By Javier ManjarresSenator Marco Rubio has been dropping hints as to what the specifics will be in his highly anticipated ‘conservative’ Dream Act bill. Rubio continues to state that children who have been brought here “at no fault of their own” by parents who entered the U.S. illegally should be allowed to study here without the fear of getting deported.
Well, the way we are envisioning it is, if you graduate from High School, now obviously, there’s a military component to it, but that’s not very controversial. If you’ve graduated from High School, and you haven’t committed any Felonies, and you’ve been here for a certain period of time, and entered before a certain age, we will give you a non-immigrant visa, basically allows you to stay in this country legally. It’s not a green card, it’s a non-immigrant visa, which is what we give a student visa.- Senator Marco Rubio
Rubio added that once these kids that who have received these student visas conclude their studies, they will have the opportunity apply for a green card through the already established process and not be “jumping the line” in front of others who have already applied for a green card.

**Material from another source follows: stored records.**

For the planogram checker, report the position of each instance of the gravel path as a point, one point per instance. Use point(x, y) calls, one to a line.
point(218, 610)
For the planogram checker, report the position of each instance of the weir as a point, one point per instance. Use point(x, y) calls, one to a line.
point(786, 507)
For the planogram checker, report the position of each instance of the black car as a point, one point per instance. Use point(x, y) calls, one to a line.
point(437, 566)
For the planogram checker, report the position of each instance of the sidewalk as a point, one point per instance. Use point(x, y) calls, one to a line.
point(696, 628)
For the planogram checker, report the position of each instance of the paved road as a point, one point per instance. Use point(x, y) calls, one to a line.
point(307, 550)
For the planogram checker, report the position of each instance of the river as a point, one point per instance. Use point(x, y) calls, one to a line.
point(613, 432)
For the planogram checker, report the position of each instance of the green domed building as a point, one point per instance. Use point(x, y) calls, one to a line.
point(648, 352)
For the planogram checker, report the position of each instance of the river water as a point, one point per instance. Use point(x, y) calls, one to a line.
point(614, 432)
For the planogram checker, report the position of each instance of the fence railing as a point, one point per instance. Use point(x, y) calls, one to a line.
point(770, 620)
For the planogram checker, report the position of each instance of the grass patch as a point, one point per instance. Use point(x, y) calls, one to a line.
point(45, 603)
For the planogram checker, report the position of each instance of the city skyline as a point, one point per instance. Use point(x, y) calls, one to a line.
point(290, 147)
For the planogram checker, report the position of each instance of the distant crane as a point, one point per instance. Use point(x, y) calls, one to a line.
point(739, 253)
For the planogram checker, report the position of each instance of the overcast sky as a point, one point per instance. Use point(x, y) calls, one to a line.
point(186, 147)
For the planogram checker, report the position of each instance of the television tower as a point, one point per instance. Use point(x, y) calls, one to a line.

But the problem that Rubio has not adequately addressed is the military component of the Dream Act, which he claimed in a recent interview with Paul Gigot is “not very controversial.” On the contrary, the military component is quite problematic and will likely soon become very controversial in that it will negate Senator Rubio’s argument about children, as this component is a clear pathway to citizenship for illegal aliens.
Rubio’s is faced with a glaring contradiction should he move forward with a military component- on one hand, he says that he doesn’t believe that these children of illegal immigrants should receive special privileges aside from the schooling aspect. Those kids would have to wait through the immigration process simply to get a green card, but on the other hand, it would allow students or non-students to receive citizenship once that hey been honorably discharged from the U.S. Military.Republican presidential nominee Mitt Romney has taken a hard line on the immigration issue, but he recently stated that he would look into a military option as well.
Like many other members of Congress, Senator Rubio does not have any military experience, but Rubio would do well to completely familiarize himself with the military discharge process in order to fully understand what the ramifications of a military component within his “Dream Act” would entail.
Rubio has very few choices here. Rubio will either tow the amnesty line and adopt the amnesty-lite military option, or scrap it altogether and propose an immigration reform bill that is focused on the merits of student based visas.